Usant de la métaphore du champignon atomique concrétisé par un sac plastique, Nostrati prophétise la destruction de la planète par l’envahissement des déchets. Scott Laserow s’approprie la faux légendaire de la Mort dans les légendes anciennes pour la refiler à la multinationale de produits chimiques Monsanto.
Pourtant, peu de choses bougent. Sur l’affiche signée Dugudus, les responsables de la conférence mondiale sur le climat sont en position attentiste tandis que les océans saignent. Sébastien Marchal brandit le poing de la révolte, un poing fait de végétation verdoyante.

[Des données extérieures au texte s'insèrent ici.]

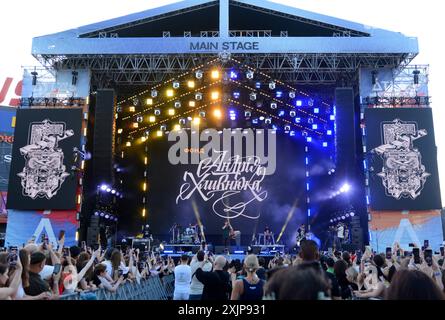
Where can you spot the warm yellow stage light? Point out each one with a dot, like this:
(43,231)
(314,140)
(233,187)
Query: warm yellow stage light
(215,95)
(215,74)
(217,113)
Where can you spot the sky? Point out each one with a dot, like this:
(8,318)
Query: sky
(22,20)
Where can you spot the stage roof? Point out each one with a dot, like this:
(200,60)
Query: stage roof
(178,27)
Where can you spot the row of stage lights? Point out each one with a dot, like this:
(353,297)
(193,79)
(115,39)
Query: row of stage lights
(108,189)
(105,215)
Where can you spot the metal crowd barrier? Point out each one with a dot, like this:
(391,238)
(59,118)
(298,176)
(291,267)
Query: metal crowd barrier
(153,288)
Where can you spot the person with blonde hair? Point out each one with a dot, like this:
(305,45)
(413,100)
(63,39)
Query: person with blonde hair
(251,286)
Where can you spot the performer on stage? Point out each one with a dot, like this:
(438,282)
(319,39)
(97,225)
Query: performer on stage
(227,233)
(301,234)
(267,236)
(340,236)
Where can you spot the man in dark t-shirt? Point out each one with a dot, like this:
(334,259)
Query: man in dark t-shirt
(217,285)
(36,284)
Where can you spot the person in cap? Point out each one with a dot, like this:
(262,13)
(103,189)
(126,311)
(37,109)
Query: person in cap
(250,287)
(37,285)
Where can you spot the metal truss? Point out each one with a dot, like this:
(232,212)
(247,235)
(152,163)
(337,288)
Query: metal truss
(395,102)
(335,29)
(308,69)
(114,29)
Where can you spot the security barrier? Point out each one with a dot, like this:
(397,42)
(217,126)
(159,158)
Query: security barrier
(153,288)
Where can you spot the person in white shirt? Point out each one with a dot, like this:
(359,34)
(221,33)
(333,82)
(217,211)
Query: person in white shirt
(183,277)
(197,286)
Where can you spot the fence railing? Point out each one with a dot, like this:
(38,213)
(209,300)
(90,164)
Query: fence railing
(153,288)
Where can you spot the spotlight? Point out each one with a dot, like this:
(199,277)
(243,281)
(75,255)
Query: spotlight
(215,74)
(217,113)
(198,74)
(34,77)
(374,77)
(74,77)
(416,76)
(215,95)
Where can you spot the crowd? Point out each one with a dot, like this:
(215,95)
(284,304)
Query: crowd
(312,275)
(40,272)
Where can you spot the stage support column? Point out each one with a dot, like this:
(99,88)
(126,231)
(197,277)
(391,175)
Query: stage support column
(224,18)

Ce foisonnement graphique est salutaire. Il mérite plusieurs visites car le risque de saturation est grand. Et il faut un minimum de temps pour se laisser prendre par les messages envoyés dont les codes ne sont pas toujours accessibles sans références culturelles précises. N’empêche, voilà qui nous change des panneaux publicitaires racoleurs, érotisés à outrance, embellis par des artifices techniques de photographes manipulateurs où l’avoir et le paraître sont plus essentiels que l’être.
Michel Voiturier
La 13e triennale de l’affiche politique est à voir à Mons jusqu’au 24 juin au Mons Memorial Museum, 51 boulevard Dolez et au Mundaneum, 76 rue de Nimy. Infos : +32 (0)65 40 53 76 ou (0032) 065 31 53 43 ou http://lieu.mundaneum.org ou http://www.monsmemorialmuseum.mons.be/
Catalogue : « 13e triennale internationale de l’affiche politique », Mons, Memorial Museum/Mundaneum, 2016, 112 p.